In the first year of the M.B.A. program [we] read a case that teaches students how to ask questions from different angles. We [focus on] General Motors because GM's problems really did unfold over a 20- to 25-year period. It enables students to spot slow-moving train wrecks or slow-moving opportunities.

WSJ: You've said you see a shift in what leadership and management skills are needed for success. How is leadership changing?

Mr. Hubbard: One big change that affects us in the business-school world is that people become leaders much faster. When I was a student, people went through a long period of time becoming an expert in something and then maybe [they] got to be the boss, maybe not. Increasingly, within five years after business school, students are in significant positions of leadership. It's not something that we can punt on when they're in business school.

WSJ: How do you prepare students for that new trajectory?

Mr. Hubbard: We use the work of some of our colleagues on social intelligence to show students what they're good at as a potential leader, and what they're bad at, and help them improve the areas in which they're weak. We have coaching and we do a lot of psychology-based teaching on leadership. Working with students to develop empathy and encouraging followership in people is very important. Every first-year student is part of the Program on Social Intelligence [which focuses on leadership skills].

My view is that leadership and entrepreneurship are teachable subjects. That doesn't mean that you can make somebody into a rock star overnight, but you can unlock the potential.

WSJ: What are some of the most important skills that you hope your graduates leave campus having learned?

Mr. Hubbard: I always say to the students there are three things you've got to do to be a successful leader: Analyze, decide, lead. First, you've got to be able to analyze a problem. And that, frankly, almost any good business-school student can do. Then, you've got to be able to make decisions when you don't have all the information, because in the real world you never do. The third is you've got to be able to persuade other people to go along with the decision you make.

WSJ: What are some other challenges that the newly minted M.B.A.s might face?

Mr. Hubbard: They face two very big forces right now. One is the fact that many of the industries they're working in, particularly financial services, are going to be evolving substantially over the next decade. It's not altogether clear to many of them who's going to wind up on top. The second big thing is the continuing drive toward globalization, meaning that as a young person thinking about bigger and bigger leadership roles, you have to be completely global in your thinking, in where you're working [and] the kinds of experiences you have.

WSJ: Weak ethical guidance has been mentioned as a factor in the financial crisis. How do you try to instill in your students a sense of right and wrong?

Mr. Hubbard: When I became dean there were a lot of schools doing this through standalone ethics classes.

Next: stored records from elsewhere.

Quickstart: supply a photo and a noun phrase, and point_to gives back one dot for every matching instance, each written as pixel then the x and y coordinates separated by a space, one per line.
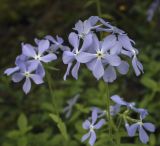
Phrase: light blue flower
pixel 91 126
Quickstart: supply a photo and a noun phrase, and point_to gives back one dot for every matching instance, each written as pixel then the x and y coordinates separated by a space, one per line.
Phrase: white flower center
pixel 76 52
pixel 99 54
pixel 27 74
pixel 91 128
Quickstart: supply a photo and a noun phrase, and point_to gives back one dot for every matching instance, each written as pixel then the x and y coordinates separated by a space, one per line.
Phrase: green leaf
pixel 61 126
pixel 22 141
pixel 22 122
pixel 13 134
pixel 149 83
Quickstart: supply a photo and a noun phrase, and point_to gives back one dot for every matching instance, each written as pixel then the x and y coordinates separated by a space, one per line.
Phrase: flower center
pixel 37 57
pixel 91 127
pixel 76 52
pixel 27 74
pixel 99 54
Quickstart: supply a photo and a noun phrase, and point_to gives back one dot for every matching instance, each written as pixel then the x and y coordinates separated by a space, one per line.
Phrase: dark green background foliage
pixel 24 119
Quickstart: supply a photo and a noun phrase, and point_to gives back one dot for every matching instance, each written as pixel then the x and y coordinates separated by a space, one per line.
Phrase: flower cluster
pixel 29 65
pixel 123 113
pixel 138 123
pixel 91 126
pixel 102 57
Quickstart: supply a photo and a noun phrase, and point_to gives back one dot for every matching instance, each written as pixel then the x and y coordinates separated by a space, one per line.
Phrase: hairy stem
pixel 48 76
pixel 99 11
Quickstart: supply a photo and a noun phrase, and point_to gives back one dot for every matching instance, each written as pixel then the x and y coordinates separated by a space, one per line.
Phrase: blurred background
pixel 24 120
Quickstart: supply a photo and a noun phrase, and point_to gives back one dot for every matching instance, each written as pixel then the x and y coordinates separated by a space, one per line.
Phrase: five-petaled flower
pixel 141 127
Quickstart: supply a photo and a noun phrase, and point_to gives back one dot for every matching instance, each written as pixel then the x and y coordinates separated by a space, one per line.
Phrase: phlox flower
pixel 37 55
pixel 140 127
pixel 71 55
pixel 26 71
pixel 69 107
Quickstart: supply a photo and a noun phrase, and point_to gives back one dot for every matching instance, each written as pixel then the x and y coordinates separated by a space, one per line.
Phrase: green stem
pixel 99 11
pixel 49 79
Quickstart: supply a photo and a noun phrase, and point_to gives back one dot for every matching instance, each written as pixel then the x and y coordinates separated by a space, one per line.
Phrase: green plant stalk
pixel 99 11
pixel 48 76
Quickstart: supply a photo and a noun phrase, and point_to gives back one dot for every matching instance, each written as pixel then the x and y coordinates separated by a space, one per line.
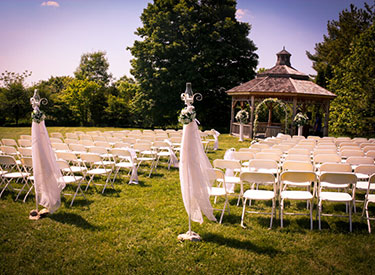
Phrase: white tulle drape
pixel 193 175
pixel 47 175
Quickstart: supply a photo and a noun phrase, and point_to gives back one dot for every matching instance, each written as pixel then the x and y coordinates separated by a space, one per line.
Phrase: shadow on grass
pixel 73 219
pixel 234 243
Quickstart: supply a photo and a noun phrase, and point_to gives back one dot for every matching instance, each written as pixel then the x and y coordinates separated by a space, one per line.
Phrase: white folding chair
pixel 341 180
pixel 261 180
pixel 218 188
pixel 70 178
pixel 370 198
pixel 296 185
pixel 96 167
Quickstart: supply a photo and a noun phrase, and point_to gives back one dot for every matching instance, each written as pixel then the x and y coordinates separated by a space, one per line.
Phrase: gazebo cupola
pixel 283 58
pixel 285 83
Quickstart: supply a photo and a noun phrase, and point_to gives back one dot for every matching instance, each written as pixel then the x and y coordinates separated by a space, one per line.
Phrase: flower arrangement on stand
pixel 187 115
pixel 242 117
pixel 300 119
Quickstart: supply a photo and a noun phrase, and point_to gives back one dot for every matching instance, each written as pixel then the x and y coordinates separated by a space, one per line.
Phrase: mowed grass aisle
pixel 134 228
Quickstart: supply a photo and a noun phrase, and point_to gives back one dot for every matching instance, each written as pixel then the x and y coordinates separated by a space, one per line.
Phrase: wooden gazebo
pixel 285 83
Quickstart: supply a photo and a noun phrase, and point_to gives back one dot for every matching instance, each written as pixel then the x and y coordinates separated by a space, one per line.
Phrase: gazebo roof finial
pixel 283 58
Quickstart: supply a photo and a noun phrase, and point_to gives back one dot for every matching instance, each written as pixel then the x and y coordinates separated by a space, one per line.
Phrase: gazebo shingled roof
pixel 284 82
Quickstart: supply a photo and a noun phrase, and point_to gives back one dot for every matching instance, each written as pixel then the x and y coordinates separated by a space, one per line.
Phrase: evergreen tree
pixel 353 112
pixel 336 44
pixel 191 41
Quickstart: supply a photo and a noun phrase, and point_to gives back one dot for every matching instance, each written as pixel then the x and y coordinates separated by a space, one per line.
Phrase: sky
pixel 49 37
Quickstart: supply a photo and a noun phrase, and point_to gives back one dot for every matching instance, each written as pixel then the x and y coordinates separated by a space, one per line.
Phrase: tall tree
pixel 14 96
pixel 336 44
pixel 94 67
pixel 198 41
pixel 353 112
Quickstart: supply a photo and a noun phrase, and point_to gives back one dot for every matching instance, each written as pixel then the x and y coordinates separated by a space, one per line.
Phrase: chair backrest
pixel 259 178
pixel 98 150
pixel 7 160
pixel 25 152
pixel 321 158
pixel 71 135
pixel 335 167
pixel 9 150
pixel 352 153
pixel 9 142
pixel 227 164
pixel 57 135
pixel 298 157
pixel 26 137
pixel 272 150
pixel 367 169
pixel 263 164
pixel 298 176
pixel 24 143
pixel 359 160
pixel 338 178
pixel 269 156
pixel 242 156
pixel 298 151
pixel 369 148
pixel 68 156
pixel 216 176
pixel 55 140
pixel 297 166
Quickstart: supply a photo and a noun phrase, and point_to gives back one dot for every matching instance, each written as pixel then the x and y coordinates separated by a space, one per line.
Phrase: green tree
pixel 336 44
pixel 94 67
pixel 353 112
pixel 191 41
pixel 57 112
pixel 14 96
pixel 78 97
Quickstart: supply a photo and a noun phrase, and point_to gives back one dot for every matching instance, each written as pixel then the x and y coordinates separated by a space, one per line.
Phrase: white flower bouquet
pixel 242 116
pixel 300 119
pixel 187 115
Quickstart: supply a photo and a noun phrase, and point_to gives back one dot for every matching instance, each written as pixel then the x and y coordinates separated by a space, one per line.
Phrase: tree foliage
pixel 353 112
pixel 336 44
pixel 191 41
pixel 14 96
pixel 94 67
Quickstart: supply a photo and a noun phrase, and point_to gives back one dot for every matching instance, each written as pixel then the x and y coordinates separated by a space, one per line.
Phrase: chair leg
pixel 272 211
pixel 281 213
pixel 243 212
pixel 368 218
pixel 350 217
pixel 319 213
pixel 311 219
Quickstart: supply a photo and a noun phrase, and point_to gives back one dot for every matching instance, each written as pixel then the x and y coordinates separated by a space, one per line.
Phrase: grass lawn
pixel 134 229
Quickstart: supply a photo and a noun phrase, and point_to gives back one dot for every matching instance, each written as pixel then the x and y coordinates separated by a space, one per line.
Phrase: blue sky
pixel 49 37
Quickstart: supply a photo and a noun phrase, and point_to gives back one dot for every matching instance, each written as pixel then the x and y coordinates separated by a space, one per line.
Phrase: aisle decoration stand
pixel 193 168
pixel 48 181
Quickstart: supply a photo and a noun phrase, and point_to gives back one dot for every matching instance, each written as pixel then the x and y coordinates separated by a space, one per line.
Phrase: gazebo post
pixel 294 114
pixel 252 116
pixel 326 119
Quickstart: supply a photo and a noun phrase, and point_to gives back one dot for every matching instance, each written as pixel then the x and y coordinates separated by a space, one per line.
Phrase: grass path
pixel 133 229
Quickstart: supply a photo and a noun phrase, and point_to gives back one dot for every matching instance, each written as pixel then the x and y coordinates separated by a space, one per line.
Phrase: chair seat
pixel 335 196
pixel 217 191
pixel 331 185
pixel 259 194
pixel 71 179
pixel 371 198
pixel 296 195
pixel 16 175
pixel 363 185
pixel 98 171
pixel 299 184
pixel 124 165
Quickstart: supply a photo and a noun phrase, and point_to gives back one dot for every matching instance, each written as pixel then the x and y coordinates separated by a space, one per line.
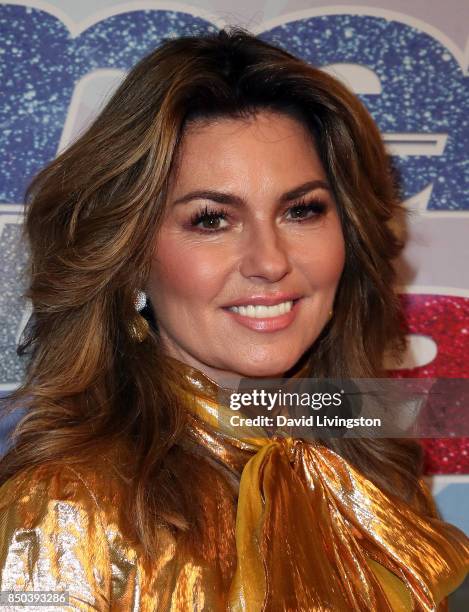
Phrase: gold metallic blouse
pixel 288 526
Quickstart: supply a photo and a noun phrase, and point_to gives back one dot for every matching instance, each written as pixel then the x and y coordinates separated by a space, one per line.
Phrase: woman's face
pixel 250 220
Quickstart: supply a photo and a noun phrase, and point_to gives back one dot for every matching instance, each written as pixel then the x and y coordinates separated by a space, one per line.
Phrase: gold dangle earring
pixel 139 327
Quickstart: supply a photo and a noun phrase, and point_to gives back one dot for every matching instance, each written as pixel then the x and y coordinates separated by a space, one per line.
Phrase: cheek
pixel 186 271
pixel 323 258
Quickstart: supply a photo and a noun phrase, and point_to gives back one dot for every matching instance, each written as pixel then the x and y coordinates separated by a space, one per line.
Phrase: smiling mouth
pixel 263 312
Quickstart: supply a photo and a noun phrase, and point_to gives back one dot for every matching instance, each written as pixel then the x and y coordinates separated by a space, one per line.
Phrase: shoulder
pixel 59 531
pixel 60 485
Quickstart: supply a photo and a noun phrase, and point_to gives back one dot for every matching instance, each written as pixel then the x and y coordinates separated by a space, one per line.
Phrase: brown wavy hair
pixel 93 215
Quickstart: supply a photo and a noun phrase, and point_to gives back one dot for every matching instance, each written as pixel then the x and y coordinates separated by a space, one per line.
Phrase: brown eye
pixel 209 219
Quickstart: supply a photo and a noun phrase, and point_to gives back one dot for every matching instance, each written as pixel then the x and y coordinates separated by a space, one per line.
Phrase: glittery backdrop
pixel 411 79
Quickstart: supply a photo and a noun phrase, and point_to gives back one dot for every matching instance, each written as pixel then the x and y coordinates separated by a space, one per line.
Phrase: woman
pixel 227 215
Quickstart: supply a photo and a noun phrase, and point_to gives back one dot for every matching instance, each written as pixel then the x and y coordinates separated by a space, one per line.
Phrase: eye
pixel 303 211
pixel 210 219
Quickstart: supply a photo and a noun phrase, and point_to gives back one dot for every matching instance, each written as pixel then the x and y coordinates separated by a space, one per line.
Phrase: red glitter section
pixel 444 319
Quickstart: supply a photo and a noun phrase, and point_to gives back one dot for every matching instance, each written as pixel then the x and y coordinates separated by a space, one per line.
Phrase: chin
pixel 265 368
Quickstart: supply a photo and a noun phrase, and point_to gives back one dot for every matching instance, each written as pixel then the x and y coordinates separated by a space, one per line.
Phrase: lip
pixel 267 324
pixel 264 300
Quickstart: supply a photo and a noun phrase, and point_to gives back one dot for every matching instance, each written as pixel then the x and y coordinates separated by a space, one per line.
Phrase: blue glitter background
pixel 423 87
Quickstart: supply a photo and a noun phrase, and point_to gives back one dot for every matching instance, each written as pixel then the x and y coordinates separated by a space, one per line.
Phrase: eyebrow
pixel 228 198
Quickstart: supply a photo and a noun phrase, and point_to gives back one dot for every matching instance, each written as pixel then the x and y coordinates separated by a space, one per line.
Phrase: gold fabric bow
pixel 314 534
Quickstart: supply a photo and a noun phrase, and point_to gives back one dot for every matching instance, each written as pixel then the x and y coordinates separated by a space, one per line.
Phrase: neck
pixel 231 380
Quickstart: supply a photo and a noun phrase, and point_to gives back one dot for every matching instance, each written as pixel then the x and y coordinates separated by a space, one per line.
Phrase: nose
pixel 265 254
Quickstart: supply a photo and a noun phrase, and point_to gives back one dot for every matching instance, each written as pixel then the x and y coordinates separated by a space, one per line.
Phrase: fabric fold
pixel 313 533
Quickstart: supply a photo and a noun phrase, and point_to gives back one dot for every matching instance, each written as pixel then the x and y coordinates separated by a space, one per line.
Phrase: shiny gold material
pixel 138 328
pixel 286 525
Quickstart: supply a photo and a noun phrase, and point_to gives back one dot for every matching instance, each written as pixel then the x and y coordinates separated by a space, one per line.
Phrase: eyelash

My view is students marginalize classes like that.

I don't think students pay attention to it the way they do when it's integrated into your marketing course, into your operations course, into your finance class.

We have cases that are woven through and outside speakers who come in to work with the students. What's really important for young business-school students is to see this as a real problem, looking at a real business person confronted with this issue and how he or she dealt with it.